James Blake is an anomaly in electronic music. Over the course of his short career, Blake has navigated the genre of drop-less dubstep with a singer-songwriter sensibility, increasingly incorporating his own voice among the synths and samples of his production. In 2011, he completely abandoned his layered, digital sound for a spare piano on his rendition of Joni Mitchell’s “A Case of You,” which thrust Blake’s quivering voice into the front of the mix and revealed him as a distinctive vocalist with a style greatly indebted to the California songstress.

James Black

Overgrown
A
Republic


On his latest release, Overgrown, Blake has matured as a singer and composer, sprinkling shades of Joni, hip hop and R&B over his most sophisticated production yet. The album’s title track opens the record by immersing the listener in a gloomy atmosphere of plinking keyboards before Blake appears, showcasing his potent lyrical and vocal abilities with the line, “I don’t want to be a star, but a stone on the shore / Long door, frame the wall, when everything’s overgrown.”

With the the exception of the song “Voyeur,” the glitchy vocal loops of Blake’s 2010 self-titled debut are mostly absent on Overgrown, replaced by (relatively) traditional song structures and the ascendance of Blake’s un-manipulated vocals. “Voyeur” begins with a looping of Blake’s bleak melody and slowly inflates into a trance-like dance anthem for The xx generation.

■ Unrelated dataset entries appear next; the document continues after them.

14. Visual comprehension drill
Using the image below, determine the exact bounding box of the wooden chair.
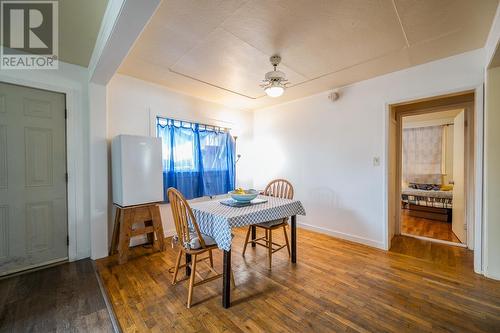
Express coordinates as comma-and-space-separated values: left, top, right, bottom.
242, 179, 294, 269
168, 187, 234, 308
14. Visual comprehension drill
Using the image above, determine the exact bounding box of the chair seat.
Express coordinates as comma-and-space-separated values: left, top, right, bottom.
186, 232, 234, 249
187, 232, 217, 249
256, 219, 287, 228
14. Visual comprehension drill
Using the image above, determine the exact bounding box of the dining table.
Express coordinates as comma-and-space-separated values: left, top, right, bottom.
189, 195, 306, 308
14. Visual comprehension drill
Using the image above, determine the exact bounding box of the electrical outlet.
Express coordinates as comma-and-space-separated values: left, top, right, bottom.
373, 157, 380, 166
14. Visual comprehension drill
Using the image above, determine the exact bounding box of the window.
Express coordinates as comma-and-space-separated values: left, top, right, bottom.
157, 117, 235, 201
402, 125, 443, 185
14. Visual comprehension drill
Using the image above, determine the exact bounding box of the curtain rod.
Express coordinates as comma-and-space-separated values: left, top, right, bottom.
157, 116, 232, 132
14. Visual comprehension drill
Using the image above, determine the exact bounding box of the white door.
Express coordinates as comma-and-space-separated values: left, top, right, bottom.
452, 110, 466, 243
0, 82, 67, 276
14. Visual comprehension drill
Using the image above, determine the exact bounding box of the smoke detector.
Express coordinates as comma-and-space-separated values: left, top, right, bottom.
328, 89, 340, 102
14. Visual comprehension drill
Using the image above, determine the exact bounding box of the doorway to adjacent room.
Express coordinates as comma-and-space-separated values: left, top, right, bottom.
388, 91, 476, 248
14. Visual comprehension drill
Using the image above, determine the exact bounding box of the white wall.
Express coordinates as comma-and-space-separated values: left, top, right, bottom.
483, 2, 500, 281
0, 61, 92, 260
252, 49, 485, 250
107, 74, 253, 246
484, 66, 500, 280
89, 83, 109, 259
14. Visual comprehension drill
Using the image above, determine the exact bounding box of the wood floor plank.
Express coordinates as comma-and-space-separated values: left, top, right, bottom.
0, 259, 114, 332
401, 209, 461, 243
96, 228, 500, 333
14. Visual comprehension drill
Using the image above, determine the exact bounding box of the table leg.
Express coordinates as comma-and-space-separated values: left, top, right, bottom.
222, 249, 231, 308
185, 253, 192, 276
251, 225, 256, 247
291, 215, 297, 263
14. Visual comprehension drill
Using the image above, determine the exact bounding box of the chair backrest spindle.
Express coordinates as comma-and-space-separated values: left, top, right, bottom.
263, 179, 294, 200
168, 187, 206, 249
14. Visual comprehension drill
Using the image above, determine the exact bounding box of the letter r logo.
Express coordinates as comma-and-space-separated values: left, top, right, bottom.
2, 2, 55, 54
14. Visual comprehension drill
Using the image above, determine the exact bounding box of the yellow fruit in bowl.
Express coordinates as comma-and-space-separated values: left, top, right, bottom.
235, 188, 245, 194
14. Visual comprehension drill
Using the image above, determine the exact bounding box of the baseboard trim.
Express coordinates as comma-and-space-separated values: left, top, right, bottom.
484, 270, 500, 281
164, 228, 176, 237
129, 228, 176, 247
298, 223, 385, 250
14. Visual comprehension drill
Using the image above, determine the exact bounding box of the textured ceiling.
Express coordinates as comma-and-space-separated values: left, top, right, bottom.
119, 0, 499, 110
59, 0, 108, 67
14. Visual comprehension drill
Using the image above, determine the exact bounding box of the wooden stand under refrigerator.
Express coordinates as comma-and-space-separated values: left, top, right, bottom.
109, 202, 166, 264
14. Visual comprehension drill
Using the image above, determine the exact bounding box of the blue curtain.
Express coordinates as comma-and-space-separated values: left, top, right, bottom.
157, 118, 235, 201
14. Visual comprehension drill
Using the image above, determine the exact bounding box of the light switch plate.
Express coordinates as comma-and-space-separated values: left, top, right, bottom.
373, 157, 380, 166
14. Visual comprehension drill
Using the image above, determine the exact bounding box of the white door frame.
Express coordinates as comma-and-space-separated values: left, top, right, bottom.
384, 85, 484, 275
0, 74, 85, 262
396, 103, 473, 248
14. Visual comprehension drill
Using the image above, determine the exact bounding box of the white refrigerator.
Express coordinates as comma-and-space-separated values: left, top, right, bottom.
112, 135, 163, 207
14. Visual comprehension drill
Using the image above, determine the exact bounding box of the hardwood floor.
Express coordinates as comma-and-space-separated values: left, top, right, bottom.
0, 259, 114, 332
401, 209, 461, 243
96, 227, 500, 333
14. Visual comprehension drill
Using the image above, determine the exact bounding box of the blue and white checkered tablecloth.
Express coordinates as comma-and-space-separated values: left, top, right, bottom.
190, 195, 306, 251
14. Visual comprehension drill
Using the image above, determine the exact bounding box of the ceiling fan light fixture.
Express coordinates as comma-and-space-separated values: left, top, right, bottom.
265, 83, 285, 97
261, 55, 289, 98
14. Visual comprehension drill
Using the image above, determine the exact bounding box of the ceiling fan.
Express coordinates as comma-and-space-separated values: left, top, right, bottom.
261, 55, 289, 97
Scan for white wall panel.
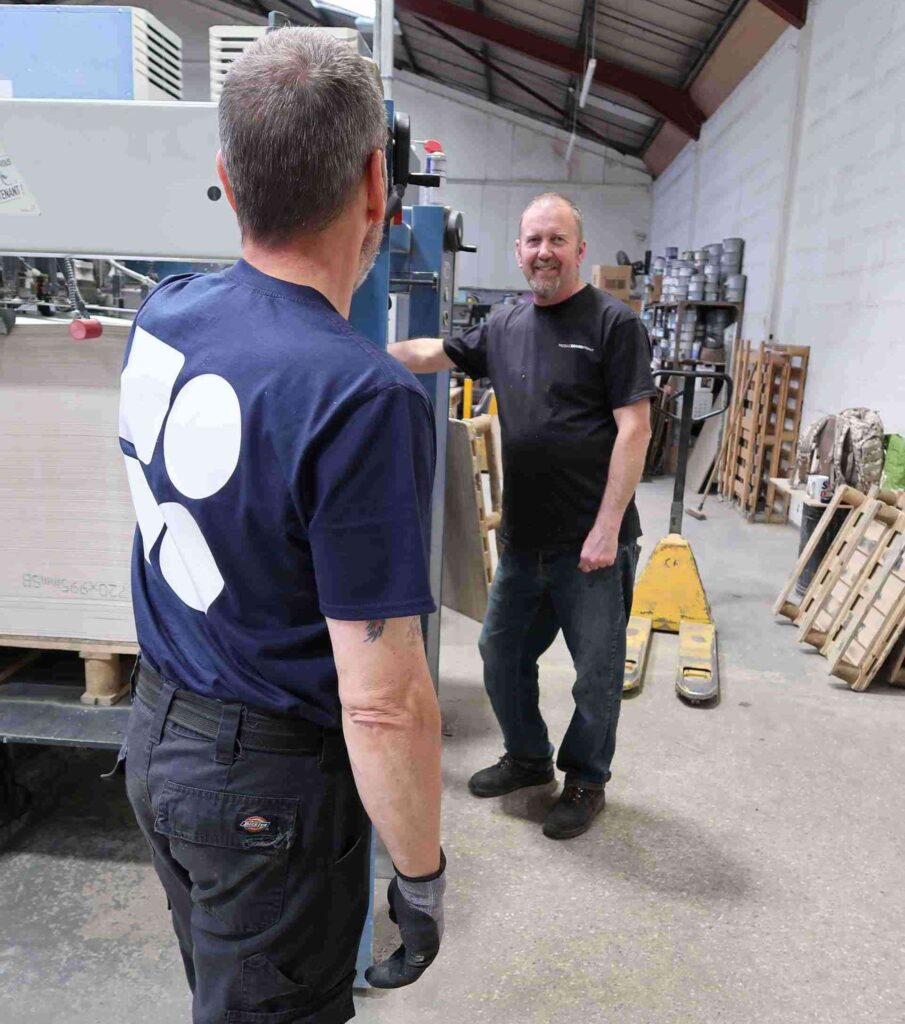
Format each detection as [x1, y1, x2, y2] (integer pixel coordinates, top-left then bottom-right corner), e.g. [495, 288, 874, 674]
[648, 0, 905, 432]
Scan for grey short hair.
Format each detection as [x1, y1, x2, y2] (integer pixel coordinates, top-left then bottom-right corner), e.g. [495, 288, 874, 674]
[219, 28, 387, 246]
[519, 193, 584, 244]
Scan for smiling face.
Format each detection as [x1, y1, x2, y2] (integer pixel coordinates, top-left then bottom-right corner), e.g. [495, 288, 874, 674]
[516, 197, 588, 305]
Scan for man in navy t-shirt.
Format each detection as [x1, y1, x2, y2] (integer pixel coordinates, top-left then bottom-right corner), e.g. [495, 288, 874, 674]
[117, 29, 445, 1023]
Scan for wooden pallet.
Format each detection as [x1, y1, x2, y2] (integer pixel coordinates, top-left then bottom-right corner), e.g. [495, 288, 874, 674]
[772, 485, 859, 621]
[795, 498, 900, 649]
[720, 341, 809, 521]
[0, 635, 137, 705]
[822, 509, 905, 691]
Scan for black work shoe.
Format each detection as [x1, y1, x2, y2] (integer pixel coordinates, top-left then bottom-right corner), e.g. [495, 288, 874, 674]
[468, 753, 555, 798]
[542, 785, 605, 839]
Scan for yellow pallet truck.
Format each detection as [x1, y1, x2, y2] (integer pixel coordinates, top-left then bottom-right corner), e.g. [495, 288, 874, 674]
[624, 368, 732, 703]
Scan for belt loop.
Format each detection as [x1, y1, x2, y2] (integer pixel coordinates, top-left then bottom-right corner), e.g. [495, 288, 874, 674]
[215, 704, 244, 766]
[151, 679, 178, 745]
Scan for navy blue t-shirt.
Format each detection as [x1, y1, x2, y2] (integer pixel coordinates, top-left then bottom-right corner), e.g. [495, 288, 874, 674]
[118, 259, 436, 726]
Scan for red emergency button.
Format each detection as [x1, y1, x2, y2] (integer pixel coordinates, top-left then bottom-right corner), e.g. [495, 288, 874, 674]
[69, 318, 103, 340]
[424, 139, 443, 153]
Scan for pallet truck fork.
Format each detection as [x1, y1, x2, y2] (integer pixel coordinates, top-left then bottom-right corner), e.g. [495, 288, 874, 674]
[624, 368, 732, 703]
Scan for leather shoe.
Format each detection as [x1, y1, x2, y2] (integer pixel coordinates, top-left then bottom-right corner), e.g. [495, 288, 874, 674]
[542, 785, 605, 839]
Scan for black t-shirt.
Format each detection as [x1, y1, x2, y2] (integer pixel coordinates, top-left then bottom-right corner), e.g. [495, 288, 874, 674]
[444, 285, 656, 551]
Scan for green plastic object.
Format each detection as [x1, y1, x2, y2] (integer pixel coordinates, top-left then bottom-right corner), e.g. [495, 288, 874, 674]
[880, 434, 905, 491]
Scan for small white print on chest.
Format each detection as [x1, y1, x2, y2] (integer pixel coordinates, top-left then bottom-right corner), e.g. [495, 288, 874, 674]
[559, 344, 594, 352]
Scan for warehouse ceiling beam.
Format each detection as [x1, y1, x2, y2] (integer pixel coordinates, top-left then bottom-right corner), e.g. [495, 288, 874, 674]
[395, 0, 705, 138]
[563, 0, 598, 129]
[757, 0, 808, 29]
[416, 17, 630, 154]
[470, 0, 495, 104]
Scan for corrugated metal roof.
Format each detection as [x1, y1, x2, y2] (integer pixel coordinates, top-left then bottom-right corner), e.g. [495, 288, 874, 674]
[393, 0, 744, 155]
[181, 0, 747, 156]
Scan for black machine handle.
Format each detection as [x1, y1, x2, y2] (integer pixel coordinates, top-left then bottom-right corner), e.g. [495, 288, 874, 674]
[652, 368, 733, 535]
[408, 173, 442, 188]
[653, 368, 733, 424]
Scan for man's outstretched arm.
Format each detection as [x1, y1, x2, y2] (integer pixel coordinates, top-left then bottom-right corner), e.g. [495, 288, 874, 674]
[388, 338, 456, 374]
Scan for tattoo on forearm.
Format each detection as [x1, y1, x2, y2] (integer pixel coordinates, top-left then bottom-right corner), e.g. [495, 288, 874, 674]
[406, 616, 423, 647]
[364, 619, 386, 644]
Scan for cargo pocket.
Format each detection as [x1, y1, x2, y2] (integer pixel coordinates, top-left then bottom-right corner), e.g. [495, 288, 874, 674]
[154, 780, 299, 935]
[227, 957, 355, 1024]
[225, 953, 314, 1023]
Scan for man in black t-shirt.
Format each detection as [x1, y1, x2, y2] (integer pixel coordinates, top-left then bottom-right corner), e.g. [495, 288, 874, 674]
[390, 193, 655, 840]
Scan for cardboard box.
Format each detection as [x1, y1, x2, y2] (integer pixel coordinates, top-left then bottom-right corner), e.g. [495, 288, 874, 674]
[0, 319, 137, 643]
[591, 264, 631, 299]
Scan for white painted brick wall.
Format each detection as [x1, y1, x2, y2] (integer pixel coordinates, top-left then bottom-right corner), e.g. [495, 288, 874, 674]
[648, 145, 696, 257]
[649, 32, 798, 341]
[393, 73, 652, 290]
[650, 0, 905, 434]
[777, 0, 905, 430]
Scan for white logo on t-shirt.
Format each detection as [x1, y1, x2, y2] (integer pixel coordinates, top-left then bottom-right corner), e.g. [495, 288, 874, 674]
[119, 326, 242, 613]
[559, 344, 594, 352]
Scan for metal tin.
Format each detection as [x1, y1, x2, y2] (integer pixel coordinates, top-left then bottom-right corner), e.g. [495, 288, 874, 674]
[722, 237, 744, 253]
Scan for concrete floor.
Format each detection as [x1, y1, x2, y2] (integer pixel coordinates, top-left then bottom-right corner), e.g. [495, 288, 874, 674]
[2, 477, 905, 1024]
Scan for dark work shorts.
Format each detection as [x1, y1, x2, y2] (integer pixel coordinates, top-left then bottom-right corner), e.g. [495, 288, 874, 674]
[119, 672, 370, 1024]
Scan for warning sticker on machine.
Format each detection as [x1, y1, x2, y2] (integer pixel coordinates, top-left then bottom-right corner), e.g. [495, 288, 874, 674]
[0, 135, 41, 215]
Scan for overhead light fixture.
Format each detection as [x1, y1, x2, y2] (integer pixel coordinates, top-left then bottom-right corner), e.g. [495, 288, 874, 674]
[564, 131, 576, 163]
[578, 58, 596, 109]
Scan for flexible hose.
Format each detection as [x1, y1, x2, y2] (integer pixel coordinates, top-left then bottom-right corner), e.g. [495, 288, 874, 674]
[62, 257, 90, 318]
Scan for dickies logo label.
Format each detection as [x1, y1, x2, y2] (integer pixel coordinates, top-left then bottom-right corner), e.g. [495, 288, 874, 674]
[239, 815, 272, 835]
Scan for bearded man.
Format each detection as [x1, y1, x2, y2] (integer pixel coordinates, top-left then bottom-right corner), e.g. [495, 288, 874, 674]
[389, 192, 655, 839]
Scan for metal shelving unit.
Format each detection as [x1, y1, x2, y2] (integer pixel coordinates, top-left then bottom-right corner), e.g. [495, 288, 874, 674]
[645, 299, 746, 365]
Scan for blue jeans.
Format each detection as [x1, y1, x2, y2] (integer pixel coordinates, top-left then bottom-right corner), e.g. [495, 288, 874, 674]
[478, 542, 640, 789]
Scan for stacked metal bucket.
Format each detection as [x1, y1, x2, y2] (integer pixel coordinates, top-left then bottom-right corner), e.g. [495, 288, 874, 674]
[720, 237, 746, 302]
[650, 237, 747, 305]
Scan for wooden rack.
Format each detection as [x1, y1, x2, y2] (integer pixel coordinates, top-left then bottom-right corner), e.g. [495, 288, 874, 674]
[773, 485, 905, 692]
[720, 340, 810, 522]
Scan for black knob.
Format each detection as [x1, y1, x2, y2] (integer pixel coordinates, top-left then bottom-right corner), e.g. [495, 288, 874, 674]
[444, 209, 477, 253]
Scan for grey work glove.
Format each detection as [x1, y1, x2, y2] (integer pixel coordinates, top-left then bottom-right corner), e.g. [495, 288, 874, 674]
[365, 850, 446, 989]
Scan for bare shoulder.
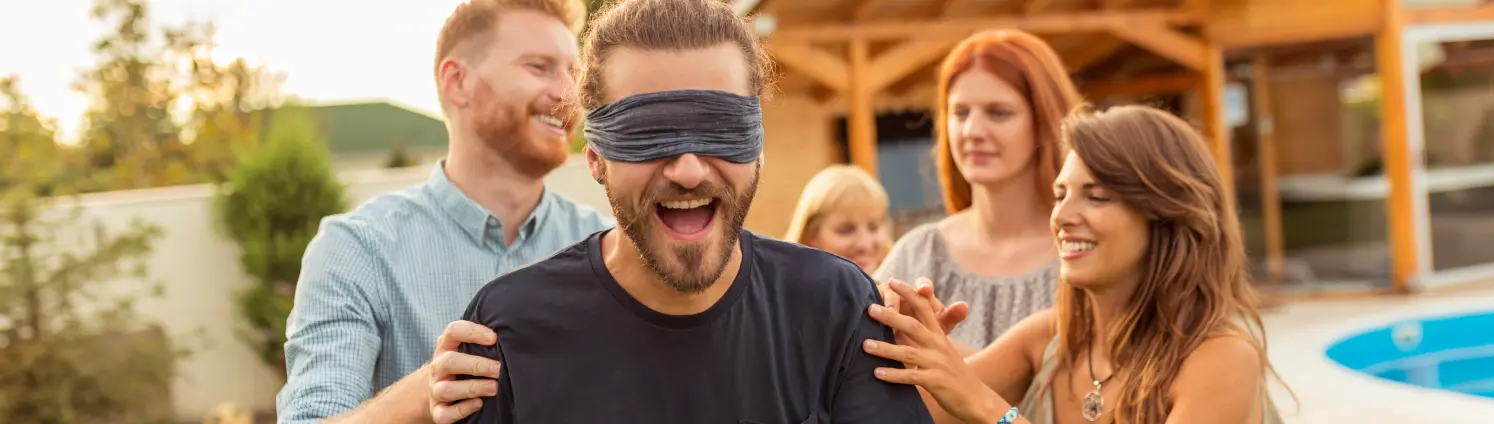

“Dlm” and the closer, “Our Love Comes Back,” combine the heartbreaking vocal intonations of Blake’s Joni Mitchell cover with subtle electronic production. Both songs presumably yearn for the return of a former lover and represent the pensive, cathartic form that Blake has slowly mastered over the years.

Overgrown’s two featured performances provide further diversity on an already genre-bending album. Blake takes the backseat, for instance, on “Take a Fall For Me,” a sullen track which finds rapper RZA ruminating on marriage and lost love for 48 bars over some eerily Wu-Tang-esque production. Similarly, on the track “Digital Lion,” Blake recedes and allows the ambient synths of guest Brian Eno to carry the heft of the mesmerizing song.

The album’s lead single “Retrograde” is a stunning ballad that enters delicately with minimalist production — a repeating hand clap and some somber humming from Blake — and builds to a remarkable clash of synths with the song’s chorus. At this point in his career, “Retrograde” is Blake’s masterpiece — the culmination of his various talents packaged within a futuristic pop hit.

In his four-year career, James Blake has blurred the lines of electronic and R&B music and picked up some notable fans in the process (Kanye West, Jay-Z and Stevie Wonder, to name a few). Though Overgrown is likely too dark and sonically perplexing to become a Billboard hit, the album certainly establishes Blake as a groundbreaker — the leader and sole inhabitant of an “overgrown” genre, a shadowy pop revolution that’s matured too far ahead of its time.